The CBD’s approach is first of all based on the fundamental premise that nation-states have sovereign rights over the biological diversity within their territory.[4] The CBD also recognizes that states have the authority to determine access to genetic resources in areas within their jurisdiction.[5] Parties also have the obligation to take appropriate measures with the aim of sharing in a fair and equitable way the benefits arising from the utilization of genetic resources.[6] The CBD’s Article 15 is a compromise between two opposing propositions. One group, representing mainly developed countries argued for the recognition of biodiversity resources of the world as “common heritage of mankind” and should be freely available without an exclusive claim of ownership by any country. The other group, representing mostly developing countries where most of these resources are located argued for the recognition of the sovereign rights of States over their natural resources.[7] Two principles established under the Article 15 of the CBD are that “access to genetic resources must be obtained with the ‘prior informed consent’ (PIC) of the CBD party, and on mutually agreed terms”.[8] While mandating facilitation of access to genetic resources, the Convention further obligates each contracting party to take legislative, administrative and policy measures for the sharing in a fair and equitable way the result of research and development and benefits arising from the commercial and other utilization of the genetic resources with the party providing such resources.[9] This provides the basic legal framework under the Nagoya Convention for Access and Benefit-sharing (ABS) arising from the utilization of genetic resources. So, it is clear from the work of the CBD that the linkages between IPRs and access and benefit-sharing are significant. Consequently, the evolution of IPRs systems, including those required by the TRIPS may therefore have significant implications for the achievement of the CBD’s objectives.[10]

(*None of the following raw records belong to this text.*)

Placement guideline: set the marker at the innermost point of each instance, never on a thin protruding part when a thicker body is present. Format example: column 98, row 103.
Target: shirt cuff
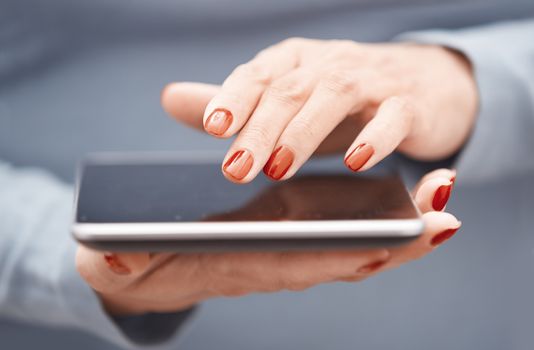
column 486, row 155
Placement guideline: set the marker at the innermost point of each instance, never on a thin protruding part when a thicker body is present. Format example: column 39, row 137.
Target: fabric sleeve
column 38, row 279
column 502, row 56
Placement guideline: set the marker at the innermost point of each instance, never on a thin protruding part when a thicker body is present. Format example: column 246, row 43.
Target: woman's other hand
column 303, row 96
column 136, row 283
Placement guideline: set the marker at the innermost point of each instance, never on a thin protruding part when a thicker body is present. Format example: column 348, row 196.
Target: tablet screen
column 179, row 192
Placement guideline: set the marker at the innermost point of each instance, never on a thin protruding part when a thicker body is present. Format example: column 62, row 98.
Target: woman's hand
column 301, row 96
column 136, row 283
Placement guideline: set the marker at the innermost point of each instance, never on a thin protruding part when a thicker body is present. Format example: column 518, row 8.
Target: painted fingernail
column 115, row 265
column 279, row 162
column 218, row 121
column 441, row 197
column 372, row 266
column 359, row 156
column 443, row 236
column 239, row 164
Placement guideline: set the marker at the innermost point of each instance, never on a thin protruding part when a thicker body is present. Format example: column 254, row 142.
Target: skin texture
column 307, row 96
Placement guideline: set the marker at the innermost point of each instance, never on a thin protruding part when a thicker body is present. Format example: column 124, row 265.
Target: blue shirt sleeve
column 38, row 279
column 502, row 56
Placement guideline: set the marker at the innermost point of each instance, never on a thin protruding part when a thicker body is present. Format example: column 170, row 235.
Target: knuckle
column 303, row 128
column 405, row 108
column 286, row 92
column 340, row 82
column 254, row 72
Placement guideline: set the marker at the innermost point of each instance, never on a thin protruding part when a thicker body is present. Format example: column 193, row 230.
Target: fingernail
column 115, row 265
column 239, row 164
column 218, row 121
column 279, row 163
column 372, row 266
column 441, row 197
column 359, row 156
column 443, row 236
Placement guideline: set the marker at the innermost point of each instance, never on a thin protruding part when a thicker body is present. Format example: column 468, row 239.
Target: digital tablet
column 184, row 204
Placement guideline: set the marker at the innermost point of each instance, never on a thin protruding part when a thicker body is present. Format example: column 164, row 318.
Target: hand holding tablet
column 133, row 282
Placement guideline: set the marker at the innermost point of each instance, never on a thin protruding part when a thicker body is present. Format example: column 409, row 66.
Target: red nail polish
column 218, row 121
column 441, row 197
column 372, row 266
column 359, row 156
column 239, row 164
column 115, row 265
column 279, row 163
column 443, row 236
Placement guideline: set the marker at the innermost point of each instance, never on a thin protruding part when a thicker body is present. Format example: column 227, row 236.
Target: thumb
column 186, row 101
column 110, row 272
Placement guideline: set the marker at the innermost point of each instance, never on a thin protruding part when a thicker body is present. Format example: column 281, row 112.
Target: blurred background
column 78, row 77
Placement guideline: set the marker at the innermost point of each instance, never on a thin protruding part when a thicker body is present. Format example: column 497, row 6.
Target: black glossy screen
column 199, row 192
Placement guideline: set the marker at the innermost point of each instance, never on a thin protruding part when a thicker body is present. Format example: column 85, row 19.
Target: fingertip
column 440, row 227
column 358, row 158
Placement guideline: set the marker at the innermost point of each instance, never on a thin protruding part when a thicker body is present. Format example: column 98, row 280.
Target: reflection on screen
column 198, row 192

In addition, the protection of TK, innovations and practices of indigenous and local communities (ILC) are closely related to the CBD’s provisions on the ABS. For example, the long-term selective breeding of food crops, and knowledge of medicinal plants provides an important source of information for the sustainable management of biological diversity, and for the development of new, socially beneficial products.[11] The CBD calls on arties to ‘respect, preserve and maintain knowledge, innovations, and practices of indigenous and local communities embodying traditional lifestyles relevant for the conservation and sustainable use of biodiversity’[12]. Thus, is that to remain consistent with the CBD, IPRs should not be used to undermine efforts to protect the equitable sharing of benefits, and the preservation and respect for the knowledge, innovations and practices of indigenous and local communities.[13]

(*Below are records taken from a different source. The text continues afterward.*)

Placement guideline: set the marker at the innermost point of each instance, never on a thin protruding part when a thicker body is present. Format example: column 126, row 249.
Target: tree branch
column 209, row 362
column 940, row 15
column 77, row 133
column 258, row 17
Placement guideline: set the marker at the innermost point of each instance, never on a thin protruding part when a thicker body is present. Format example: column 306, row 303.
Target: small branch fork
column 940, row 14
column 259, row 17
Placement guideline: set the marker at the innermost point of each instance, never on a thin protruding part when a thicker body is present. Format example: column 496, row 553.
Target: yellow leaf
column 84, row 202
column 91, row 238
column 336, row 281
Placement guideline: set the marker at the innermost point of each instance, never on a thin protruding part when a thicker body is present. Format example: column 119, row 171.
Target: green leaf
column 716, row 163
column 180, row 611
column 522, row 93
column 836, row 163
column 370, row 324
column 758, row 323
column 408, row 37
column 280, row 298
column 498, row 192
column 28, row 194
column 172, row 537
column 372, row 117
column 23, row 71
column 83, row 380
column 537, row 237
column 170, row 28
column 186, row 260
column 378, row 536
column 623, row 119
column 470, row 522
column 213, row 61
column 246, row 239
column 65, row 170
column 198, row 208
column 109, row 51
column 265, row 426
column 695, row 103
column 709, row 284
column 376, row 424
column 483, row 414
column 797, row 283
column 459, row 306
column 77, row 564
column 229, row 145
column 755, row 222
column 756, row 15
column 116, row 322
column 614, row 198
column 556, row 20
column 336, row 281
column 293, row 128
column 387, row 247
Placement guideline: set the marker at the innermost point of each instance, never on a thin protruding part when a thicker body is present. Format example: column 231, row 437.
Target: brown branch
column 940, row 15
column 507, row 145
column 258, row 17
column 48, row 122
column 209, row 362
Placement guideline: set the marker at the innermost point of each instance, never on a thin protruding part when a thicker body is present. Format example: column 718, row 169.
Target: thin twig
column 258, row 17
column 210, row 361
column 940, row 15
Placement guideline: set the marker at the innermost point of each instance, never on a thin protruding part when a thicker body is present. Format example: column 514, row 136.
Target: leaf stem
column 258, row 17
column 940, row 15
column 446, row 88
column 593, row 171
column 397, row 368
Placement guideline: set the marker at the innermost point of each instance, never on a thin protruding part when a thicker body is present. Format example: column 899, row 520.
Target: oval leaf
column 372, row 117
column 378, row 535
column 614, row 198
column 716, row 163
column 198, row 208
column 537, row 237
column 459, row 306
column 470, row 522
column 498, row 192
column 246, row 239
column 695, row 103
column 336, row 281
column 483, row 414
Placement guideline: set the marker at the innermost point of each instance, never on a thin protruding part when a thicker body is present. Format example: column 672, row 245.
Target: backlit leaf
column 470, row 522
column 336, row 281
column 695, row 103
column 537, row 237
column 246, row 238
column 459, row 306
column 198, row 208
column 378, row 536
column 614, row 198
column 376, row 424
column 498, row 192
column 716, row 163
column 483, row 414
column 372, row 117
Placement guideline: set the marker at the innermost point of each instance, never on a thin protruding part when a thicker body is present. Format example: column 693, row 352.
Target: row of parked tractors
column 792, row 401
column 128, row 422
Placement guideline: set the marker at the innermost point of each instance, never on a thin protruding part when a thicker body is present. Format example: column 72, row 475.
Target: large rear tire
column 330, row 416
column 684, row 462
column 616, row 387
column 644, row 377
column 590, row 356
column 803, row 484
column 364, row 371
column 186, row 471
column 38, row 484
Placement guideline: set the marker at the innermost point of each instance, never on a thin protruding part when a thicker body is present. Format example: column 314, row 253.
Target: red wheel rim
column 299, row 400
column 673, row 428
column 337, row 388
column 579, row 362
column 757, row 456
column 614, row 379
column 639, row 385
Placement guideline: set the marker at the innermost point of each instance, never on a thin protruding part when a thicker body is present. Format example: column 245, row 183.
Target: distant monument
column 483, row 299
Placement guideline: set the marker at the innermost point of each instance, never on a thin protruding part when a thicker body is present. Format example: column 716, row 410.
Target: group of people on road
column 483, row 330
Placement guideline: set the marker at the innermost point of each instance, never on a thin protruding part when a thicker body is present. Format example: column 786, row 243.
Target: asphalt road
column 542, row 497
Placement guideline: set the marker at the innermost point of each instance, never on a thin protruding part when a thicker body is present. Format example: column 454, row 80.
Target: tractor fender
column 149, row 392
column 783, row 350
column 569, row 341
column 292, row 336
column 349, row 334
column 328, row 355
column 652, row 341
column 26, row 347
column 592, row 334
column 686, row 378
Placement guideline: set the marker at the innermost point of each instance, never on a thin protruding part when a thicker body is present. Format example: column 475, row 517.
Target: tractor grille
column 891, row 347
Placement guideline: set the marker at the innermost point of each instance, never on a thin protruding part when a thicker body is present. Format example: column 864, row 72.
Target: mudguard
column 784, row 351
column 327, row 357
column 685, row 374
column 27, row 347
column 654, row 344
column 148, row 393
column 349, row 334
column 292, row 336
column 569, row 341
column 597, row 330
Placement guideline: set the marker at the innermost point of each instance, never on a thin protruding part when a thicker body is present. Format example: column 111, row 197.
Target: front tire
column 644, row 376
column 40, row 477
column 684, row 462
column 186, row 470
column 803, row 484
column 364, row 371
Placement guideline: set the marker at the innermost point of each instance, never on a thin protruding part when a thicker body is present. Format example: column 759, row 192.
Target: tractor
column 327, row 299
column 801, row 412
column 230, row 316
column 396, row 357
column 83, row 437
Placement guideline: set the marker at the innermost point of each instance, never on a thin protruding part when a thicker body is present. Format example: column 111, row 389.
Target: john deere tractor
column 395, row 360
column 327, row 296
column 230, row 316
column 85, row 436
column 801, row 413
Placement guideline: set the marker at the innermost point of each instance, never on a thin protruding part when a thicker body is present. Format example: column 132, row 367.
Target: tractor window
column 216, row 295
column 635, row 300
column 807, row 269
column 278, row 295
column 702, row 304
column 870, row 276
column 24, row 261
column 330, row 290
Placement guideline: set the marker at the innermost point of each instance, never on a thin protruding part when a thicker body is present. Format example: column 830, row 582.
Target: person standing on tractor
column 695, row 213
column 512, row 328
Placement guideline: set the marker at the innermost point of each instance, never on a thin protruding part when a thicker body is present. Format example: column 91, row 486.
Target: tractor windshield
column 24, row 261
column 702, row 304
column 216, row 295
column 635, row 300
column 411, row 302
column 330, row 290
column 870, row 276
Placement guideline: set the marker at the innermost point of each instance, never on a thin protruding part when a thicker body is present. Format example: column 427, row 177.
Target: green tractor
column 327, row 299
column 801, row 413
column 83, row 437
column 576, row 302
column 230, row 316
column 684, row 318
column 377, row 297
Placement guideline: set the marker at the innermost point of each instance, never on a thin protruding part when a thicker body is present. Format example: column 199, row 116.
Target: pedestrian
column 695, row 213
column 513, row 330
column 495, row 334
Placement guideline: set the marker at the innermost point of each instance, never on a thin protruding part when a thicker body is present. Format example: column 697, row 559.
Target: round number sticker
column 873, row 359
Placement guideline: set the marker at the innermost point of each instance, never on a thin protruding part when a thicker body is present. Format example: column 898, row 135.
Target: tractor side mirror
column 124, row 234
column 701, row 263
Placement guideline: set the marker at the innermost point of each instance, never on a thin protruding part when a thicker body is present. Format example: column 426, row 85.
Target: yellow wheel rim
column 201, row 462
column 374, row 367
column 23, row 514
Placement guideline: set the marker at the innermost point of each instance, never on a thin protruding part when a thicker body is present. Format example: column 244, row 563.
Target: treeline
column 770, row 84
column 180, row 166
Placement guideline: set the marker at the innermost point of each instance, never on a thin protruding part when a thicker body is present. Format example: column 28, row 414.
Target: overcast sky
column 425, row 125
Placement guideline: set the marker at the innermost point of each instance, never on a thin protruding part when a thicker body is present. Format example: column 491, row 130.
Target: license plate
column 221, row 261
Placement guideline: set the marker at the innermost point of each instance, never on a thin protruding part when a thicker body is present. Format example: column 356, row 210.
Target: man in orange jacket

On the other hand, the Article 15 is not an independent provision. It is further buffered by the provision of the Article 16 that serves as the principal basis for technology transfer, requiring parties to ‘provide and/or facilitate’[14] access to and transfer of technologies that are relevant to the conservation and sustainable use of biodiversity or make use of genetic resources and do not cause significant damage to the environment.[15] It requires parties to transfer technology to developing countries on “fair and most favourable terms”,[16] including on concessional and preferential terms where mutually agreed.[17] The CBD recognises that the development and transfer of technology will be affected by IPRs. Where technology is IPRs protected, the provision and/or facilitation of access and transfer must be carried out in a manner that is consistent with those rights’ adequate and effective protection.[18] Moreover, parties are obliged to take appropriate measures for their private sectors to facilitate access to the above-described technologies for the benefit of both the governmental institutions and the private sectors of developing states.[19] The relationship between IPRs and technology transfer under the CBD is multifaceted. IPRs should be evaluated for their effect on the nature of technology developed from genetic resources, and on the transfer of these technologies. IPRs will also need to be evaluated to ensure that they do not “run counter” to the objectives of the CBD.[20]

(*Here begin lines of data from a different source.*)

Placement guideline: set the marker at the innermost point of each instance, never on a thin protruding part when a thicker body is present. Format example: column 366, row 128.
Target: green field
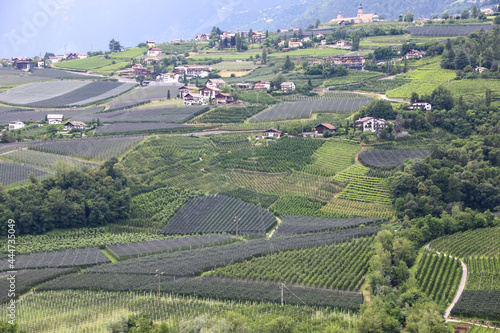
column 423, row 80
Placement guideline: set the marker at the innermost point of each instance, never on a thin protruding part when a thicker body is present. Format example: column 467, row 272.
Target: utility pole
column 159, row 276
column 282, row 286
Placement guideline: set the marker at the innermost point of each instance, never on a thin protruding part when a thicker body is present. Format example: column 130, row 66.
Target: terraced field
column 363, row 188
column 331, row 158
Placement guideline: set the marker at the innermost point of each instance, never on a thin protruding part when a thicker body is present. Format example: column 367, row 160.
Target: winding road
column 461, row 287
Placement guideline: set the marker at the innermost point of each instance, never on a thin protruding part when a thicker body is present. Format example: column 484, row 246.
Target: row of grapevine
column 331, row 158
column 122, row 251
column 439, row 277
column 219, row 213
column 363, row 188
column 65, row 258
column 190, row 262
column 341, row 266
column 301, row 224
column 79, row 238
column 93, row 311
column 478, row 242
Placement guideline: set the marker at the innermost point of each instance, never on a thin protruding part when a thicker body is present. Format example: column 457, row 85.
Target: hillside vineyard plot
column 142, row 248
column 92, row 92
column 29, row 278
column 163, row 115
column 191, row 262
column 101, row 148
column 65, row 258
column 120, row 128
column 341, row 266
column 303, row 224
column 14, row 172
column 439, row 277
column 447, row 30
column 218, row 213
column 36, row 92
column 94, row 311
column 363, row 188
column 479, row 242
column 390, row 158
column 304, row 109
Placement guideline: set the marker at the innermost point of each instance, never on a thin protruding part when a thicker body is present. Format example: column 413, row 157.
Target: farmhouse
column 287, row 86
column 262, row 85
column 272, row 133
column 343, row 43
column 187, row 89
column 75, row 124
column 154, row 52
column 13, row 125
column 209, row 92
column 420, row 105
column 216, row 83
column 370, row 124
column 55, row 119
column 360, row 18
column 323, row 127
column 349, row 62
column 222, row 98
column 193, row 71
column 168, row 78
column 415, row 54
column 294, row 45
column 194, row 99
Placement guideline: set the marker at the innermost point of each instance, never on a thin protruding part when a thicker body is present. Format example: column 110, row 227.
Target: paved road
column 461, row 287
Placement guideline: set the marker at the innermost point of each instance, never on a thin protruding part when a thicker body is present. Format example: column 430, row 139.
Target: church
column 360, row 18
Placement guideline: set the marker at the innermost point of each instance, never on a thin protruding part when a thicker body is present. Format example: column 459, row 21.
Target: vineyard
column 80, row 238
column 123, row 251
column 340, row 208
column 229, row 114
column 89, row 93
column 65, row 258
column 439, row 277
column 328, row 96
column 191, row 262
column 363, row 188
column 123, row 128
column 14, row 172
column 45, row 160
column 294, row 183
column 28, row 278
column 390, row 158
column 331, row 158
column 301, row 224
column 447, row 30
column 218, row 213
column 304, row 109
column 143, row 115
column 84, row 311
column 160, row 205
column 332, row 266
column 478, row 304
column 479, row 242
column 423, row 80
column 484, row 273
column 94, row 149
column 284, row 155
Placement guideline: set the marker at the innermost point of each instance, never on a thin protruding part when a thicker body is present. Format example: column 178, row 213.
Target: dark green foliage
column 259, row 199
column 230, row 114
column 284, row 155
column 377, row 108
column 71, row 199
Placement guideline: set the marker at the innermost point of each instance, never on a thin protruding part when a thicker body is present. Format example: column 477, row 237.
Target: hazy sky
column 31, row 27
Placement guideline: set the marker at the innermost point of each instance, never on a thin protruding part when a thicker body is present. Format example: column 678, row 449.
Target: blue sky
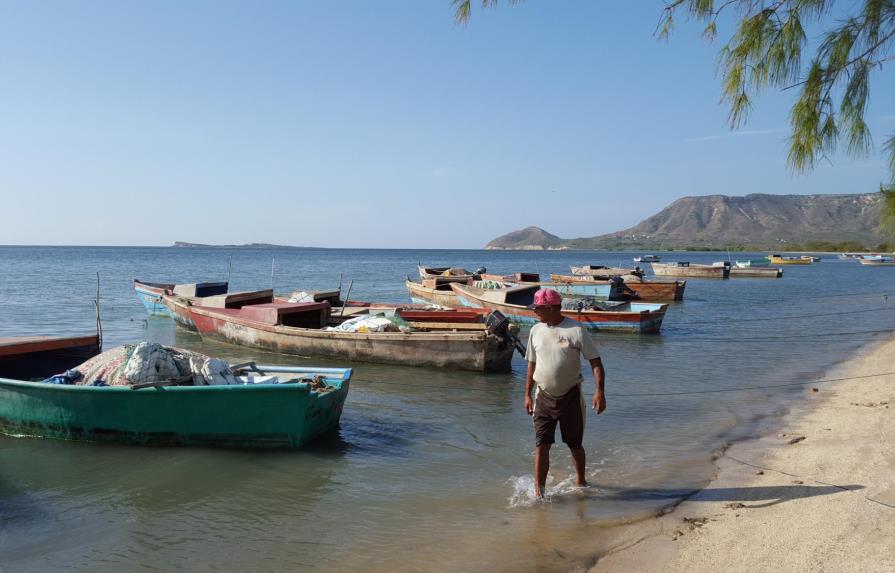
column 372, row 124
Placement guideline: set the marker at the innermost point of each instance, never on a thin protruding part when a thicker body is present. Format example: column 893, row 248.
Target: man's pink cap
column 546, row 297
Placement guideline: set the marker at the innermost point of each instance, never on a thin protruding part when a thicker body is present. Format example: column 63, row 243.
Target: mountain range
column 757, row 220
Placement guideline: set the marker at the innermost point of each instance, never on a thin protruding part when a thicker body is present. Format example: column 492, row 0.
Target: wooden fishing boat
column 174, row 300
column 432, row 291
column 604, row 290
column 781, row 260
column 876, row 261
column 449, row 273
column 307, row 403
column 606, row 273
column 635, row 287
column 27, row 357
column 445, row 339
column 750, row 263
column 513, row 302
column 691, row 270
column 756, row 272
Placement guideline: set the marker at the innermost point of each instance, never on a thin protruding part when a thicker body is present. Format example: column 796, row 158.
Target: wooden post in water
column 347, row 296
column 99, row 324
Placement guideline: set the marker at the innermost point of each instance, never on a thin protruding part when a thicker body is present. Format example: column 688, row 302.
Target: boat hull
column 643, row 322
column 692, row 271
column 477, row 351
column 179, row 310
column 258, row 416
column 27, row 357
column 756, row 272
column 420, row 294
column 789, row 261
column 151, row 297
column 644, row 290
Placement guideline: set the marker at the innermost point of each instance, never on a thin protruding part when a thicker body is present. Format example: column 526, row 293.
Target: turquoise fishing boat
column 285, row 406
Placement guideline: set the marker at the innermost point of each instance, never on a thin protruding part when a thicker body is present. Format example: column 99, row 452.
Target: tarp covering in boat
column 149, row 362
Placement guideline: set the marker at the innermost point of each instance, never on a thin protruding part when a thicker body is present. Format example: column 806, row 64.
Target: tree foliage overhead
column 767, row 51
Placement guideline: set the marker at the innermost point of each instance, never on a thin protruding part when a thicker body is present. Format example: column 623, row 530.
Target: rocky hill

3. Intellectual Property and the World Trade Organization Agreement of Trade-Related Aspects of Intellectual Property Rights

In an effort to solve the problem of varying levels of intellectual property protection across country borders, members of the World Trade Organization (WTO) adopted the TRIPS Agreement. The TRIPS Agreement is designed to “promote effective and adequate protection of intellectual property rights” and to “reduce distortions and impediments to international trade” resulting from the enforcement of IPRs.[21] The legitimacy of the TRIPS Agreement and the international intellectual property (IP) system more generally rests upon the ability of each nation to realize their development objectives. The Article 7 and the Article 8 of the TRIPS Agreement are of vital importance in this regard. These provisions provide express recognition for policy objectives that are fundamental to international IP protection. Not only do they identify the goals of technological innovation and dissemination, they also acknowledge the wider public interest agenda behind the TRIPS Agreement.[22] The Article 7 requires that IP protection and enforcement promote social and economic welfare, achieve a balance of rights and obligations and be advantageous to both producers and users of technological knowledge. With these objectives in mind, the Article 8.1 acknowledges that member states may need to adopt measures ‘”necessary to protect public health and nutrition, and to promote the public interest in sectors of vital importance to their socio-economic and technological development”.[23]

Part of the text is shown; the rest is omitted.